Springfield Healthcare Center is licensed as an ambulatory surgical facility and performs 1,500 abortions a year. Current Missouri law requires that physicians at all ambulatory surgical facilities have admitting privileges at a local hospital or the facility maintain a written agreement with a hospital to transfer patients when it is needed. Springfield Healthcare has agreements with two local hospitals.
But according to the lawsuit, the new law imposes the additional and unnecessary requirement that says the facility’s doctor must have admitting privileges to a hospital within 30 miles. Abortions are the only procedure performed at ambulatory surgical facilities in Missouri that are subject to this additional requirement. Yet, according to the Alan Guttmacher Institute, a non-partisan research organization, abortion is one of the safest surgical procedures for women.
In addition, women in the southwest part of the state will be forced to travel six to eight hours roundtrip to obtain an abortion at the nearest clinic in Columbia, Missouri. As the suit claims, such a trip will be particularly burdensome for women with limited financial resources and childcare needs, women without access to transportation, and women in abusive relationships.

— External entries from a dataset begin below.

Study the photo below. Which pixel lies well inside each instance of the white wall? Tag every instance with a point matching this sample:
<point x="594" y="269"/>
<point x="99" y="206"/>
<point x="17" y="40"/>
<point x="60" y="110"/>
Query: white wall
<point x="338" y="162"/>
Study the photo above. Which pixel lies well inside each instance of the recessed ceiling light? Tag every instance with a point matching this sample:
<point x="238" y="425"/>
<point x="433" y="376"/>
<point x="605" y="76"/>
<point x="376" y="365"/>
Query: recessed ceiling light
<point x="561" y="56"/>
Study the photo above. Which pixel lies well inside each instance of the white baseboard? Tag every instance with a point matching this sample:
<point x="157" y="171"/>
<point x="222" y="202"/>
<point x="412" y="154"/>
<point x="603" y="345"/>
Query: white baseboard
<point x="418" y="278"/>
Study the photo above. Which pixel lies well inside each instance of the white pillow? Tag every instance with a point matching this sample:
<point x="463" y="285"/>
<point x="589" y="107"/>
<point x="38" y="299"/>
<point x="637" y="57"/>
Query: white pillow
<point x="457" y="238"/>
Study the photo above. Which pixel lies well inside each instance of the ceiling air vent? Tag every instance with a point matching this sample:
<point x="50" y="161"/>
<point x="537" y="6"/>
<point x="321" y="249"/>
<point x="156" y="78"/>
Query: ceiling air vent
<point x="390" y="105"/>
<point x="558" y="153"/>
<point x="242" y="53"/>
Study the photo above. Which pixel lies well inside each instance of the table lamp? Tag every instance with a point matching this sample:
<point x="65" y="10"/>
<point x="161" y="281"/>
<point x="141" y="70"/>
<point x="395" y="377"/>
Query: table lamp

Missouri Governor Matt Blunt signed the legislation today, after calling a special legislative session specifically intended to pass this anti-choice bill. In response, the Center for Reproductive Rights immediately filed the lawsuit on behalf of Springfield Healthcare Center, asking the court to stop enforcement of the law.
Springfield Healthcare is also challenging a requirement that makes it illegal to help a minor obtain an abortion in another state unless the minor has received consent from her parents or approval from a Missouri judge. For example, clinics cannot provide teens with any information about abortion services in other states and a grandmother can be jailed if she loans her granddaughter the money to travel to Kansas for an abortion.
Both provisions in the Missouri law are part of a nationwide anti-choice agenda to limit or eliminate women’s access to abortion and to prevent teenagers from receiving reproductive health care.